取而代之的,是对未来的无限憧憬。
就在这时,门外传来门房快步跑近的声音:“老爷!老爷!苏赫巴尔侯爵来了,说要立刻见您!”
博尔岱眼中精光一闪,嘴角勾起一抹意味深长的笑。
苏赫巴尔。
与他家交情不浅,同样是霍拓国旧贵族,素来精明,最会审时度势。
这个时候找上门,不用想也知道,必然是听说了他一早献财的事,特意前来探口风。
“快请!快请!”博尔岱心情极佳,连声吩咐。
一旁的老管家却微微皱眉,上前一步,低声提醒:“老爷,老奴回来的路上,并未看见苏赫巴尔家的人前往王爷驻地。这个时候他找上门来,恐怕……他家并未向殿下献上忠义之心。
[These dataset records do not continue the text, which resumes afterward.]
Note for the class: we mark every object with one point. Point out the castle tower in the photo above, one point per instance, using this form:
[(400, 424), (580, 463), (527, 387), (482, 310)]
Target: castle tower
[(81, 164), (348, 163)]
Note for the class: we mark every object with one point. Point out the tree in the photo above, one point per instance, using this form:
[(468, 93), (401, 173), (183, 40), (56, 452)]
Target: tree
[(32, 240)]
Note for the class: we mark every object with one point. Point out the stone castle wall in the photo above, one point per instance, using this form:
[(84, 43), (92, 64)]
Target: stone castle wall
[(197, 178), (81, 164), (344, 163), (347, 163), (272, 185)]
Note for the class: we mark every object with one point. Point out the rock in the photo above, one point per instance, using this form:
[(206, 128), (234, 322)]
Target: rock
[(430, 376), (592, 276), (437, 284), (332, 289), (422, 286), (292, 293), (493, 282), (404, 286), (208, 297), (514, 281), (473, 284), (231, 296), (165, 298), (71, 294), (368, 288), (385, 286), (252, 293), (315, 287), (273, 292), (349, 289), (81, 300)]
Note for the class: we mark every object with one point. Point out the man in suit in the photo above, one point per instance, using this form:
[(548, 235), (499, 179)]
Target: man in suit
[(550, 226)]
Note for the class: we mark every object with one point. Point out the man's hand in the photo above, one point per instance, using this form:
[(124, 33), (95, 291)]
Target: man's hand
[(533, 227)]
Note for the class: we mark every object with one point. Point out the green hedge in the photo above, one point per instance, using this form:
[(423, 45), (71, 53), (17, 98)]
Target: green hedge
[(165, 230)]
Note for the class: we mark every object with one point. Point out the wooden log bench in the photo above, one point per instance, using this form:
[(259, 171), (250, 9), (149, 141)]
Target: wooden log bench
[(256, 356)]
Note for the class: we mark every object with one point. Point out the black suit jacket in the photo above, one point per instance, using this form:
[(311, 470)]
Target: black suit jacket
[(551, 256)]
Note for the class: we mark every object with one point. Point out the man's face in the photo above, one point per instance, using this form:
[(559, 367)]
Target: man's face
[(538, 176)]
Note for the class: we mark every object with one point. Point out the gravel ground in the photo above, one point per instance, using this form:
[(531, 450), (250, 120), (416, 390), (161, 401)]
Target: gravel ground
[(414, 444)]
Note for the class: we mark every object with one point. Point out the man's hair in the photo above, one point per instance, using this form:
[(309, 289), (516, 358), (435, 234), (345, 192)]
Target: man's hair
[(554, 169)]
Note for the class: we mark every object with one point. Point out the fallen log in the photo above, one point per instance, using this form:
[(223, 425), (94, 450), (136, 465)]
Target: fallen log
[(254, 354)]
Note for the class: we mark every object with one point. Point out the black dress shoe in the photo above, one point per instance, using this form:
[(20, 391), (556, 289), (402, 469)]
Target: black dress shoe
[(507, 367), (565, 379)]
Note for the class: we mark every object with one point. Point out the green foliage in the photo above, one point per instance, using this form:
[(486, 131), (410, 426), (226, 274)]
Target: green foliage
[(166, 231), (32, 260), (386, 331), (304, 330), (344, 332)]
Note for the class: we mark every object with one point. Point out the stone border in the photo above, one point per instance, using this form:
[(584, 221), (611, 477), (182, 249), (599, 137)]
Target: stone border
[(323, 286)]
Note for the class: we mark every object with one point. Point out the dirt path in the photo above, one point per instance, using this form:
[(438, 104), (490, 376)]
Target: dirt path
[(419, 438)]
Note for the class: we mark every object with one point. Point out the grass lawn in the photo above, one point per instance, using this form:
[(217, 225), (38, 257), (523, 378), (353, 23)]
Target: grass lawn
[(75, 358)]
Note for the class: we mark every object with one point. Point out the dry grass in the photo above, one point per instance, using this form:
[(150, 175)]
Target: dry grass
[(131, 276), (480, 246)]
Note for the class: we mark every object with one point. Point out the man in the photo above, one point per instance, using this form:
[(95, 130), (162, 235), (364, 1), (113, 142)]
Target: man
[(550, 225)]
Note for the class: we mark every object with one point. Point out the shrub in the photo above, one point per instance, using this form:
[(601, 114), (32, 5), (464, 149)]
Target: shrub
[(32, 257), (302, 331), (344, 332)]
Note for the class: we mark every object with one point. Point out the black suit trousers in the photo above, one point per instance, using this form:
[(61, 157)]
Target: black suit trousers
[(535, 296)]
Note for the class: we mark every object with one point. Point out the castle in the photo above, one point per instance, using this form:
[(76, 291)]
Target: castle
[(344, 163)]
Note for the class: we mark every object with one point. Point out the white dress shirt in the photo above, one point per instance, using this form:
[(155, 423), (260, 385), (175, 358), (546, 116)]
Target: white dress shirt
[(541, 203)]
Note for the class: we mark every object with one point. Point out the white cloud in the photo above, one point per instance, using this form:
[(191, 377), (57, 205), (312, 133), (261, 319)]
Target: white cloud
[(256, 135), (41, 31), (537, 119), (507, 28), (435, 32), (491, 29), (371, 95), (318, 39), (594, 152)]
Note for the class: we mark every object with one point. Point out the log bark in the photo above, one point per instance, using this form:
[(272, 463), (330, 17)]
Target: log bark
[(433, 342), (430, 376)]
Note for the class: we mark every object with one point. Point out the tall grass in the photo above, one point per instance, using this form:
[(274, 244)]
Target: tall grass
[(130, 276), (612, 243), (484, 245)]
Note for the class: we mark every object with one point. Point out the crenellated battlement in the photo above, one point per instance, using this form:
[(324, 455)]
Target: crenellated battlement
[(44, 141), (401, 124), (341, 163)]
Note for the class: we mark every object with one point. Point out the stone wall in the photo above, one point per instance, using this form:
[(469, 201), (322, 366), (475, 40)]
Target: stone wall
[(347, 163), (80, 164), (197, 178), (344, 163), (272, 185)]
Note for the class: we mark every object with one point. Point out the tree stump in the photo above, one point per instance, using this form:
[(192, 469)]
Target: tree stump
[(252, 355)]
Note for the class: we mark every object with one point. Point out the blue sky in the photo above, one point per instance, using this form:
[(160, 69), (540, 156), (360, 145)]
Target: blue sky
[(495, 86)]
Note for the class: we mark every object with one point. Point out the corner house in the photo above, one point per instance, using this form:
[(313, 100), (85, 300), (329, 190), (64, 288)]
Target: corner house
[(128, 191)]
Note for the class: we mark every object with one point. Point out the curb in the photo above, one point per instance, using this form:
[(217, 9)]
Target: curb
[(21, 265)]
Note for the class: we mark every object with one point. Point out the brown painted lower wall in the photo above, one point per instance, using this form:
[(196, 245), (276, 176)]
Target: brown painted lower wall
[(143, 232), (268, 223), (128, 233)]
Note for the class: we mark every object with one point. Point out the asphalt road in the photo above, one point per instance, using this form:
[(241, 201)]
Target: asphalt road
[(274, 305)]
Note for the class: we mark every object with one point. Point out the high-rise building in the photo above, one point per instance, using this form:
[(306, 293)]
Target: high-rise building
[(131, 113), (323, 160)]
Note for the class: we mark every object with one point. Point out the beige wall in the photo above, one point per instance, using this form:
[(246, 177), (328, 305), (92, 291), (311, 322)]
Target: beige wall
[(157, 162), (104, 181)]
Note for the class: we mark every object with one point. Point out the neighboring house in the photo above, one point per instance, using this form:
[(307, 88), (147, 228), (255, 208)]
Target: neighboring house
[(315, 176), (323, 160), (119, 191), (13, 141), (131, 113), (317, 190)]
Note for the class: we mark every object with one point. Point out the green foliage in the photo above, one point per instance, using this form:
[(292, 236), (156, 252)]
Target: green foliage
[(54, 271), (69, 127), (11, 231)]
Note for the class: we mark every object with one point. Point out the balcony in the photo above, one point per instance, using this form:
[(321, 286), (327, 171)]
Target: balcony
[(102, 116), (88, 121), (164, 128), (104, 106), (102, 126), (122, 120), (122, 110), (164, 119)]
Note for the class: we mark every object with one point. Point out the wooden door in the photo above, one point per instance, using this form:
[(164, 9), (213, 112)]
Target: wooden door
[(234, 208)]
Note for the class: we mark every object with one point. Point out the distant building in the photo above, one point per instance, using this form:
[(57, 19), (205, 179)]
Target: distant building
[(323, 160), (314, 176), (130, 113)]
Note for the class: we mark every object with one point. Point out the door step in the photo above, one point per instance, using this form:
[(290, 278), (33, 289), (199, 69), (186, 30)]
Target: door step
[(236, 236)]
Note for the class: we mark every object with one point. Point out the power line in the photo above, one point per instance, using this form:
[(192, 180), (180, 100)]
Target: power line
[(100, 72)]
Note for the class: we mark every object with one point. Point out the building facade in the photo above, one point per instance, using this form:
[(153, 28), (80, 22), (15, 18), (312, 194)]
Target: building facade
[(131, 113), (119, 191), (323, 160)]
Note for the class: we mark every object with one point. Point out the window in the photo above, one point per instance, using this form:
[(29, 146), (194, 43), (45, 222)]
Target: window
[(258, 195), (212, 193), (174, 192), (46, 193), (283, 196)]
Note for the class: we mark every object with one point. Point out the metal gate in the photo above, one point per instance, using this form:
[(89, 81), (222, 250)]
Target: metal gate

”
博尔岱脸上笑容微微一滞。
他与苏赫巴尔相识多年,深知对方性子高傲,又对亡国之事耿耿于怀,心中一直憋着一股怨气,未必愿意像自己这般,低头归顺。
“你是说,他没有主动归顺?”博尔岱声音一沉。
“十有八九。”老管家低声道,“老爷一会儿不妨试探一番。若是他真的不识抬举,老爷可以稍加劝说,免得他一条道走到黑,连累旁人。”
博尔岱沉默片刻,缓缓摇头,眼中闪过一丝冷厉。
“劝说?不必了。”他声音平静,却带着一种看透世事的冷漠,“饭食就这么多,上桌的人多了,我们这些已经坐下的人,吃得自然就少了。”
老管家心中一凛。
“我们自己尚且要小心翼翼,才能分得一杯羹,何必再去拉那些不愿意上桌的人?”博尔岱淡淡道,“富贵有命,生死在天。他苏赫巴尔自己抓不住这千载难逢的机会,是死是活,与我何干?”
到了如今这个地步,国已破,家未亡,人人自顾不暇。
谁还有多余的心力去管旁人死活?
路朝歌的手段,博尔岱看得一清二楚。
这位王爷不是菩萨,不会一遍又一遍地给人机会。
他只会伸出一次手,抓住了,便是生机。
抓不住,便是死路。
错过了,就永远错过了。
路朝歌要的,从来不是所有旧贵族。
他要的,是识时务、懂规矩、肯听话的人。
那些拎不清、看不清大势、还心存幻想的人,根本不配站在他的身边。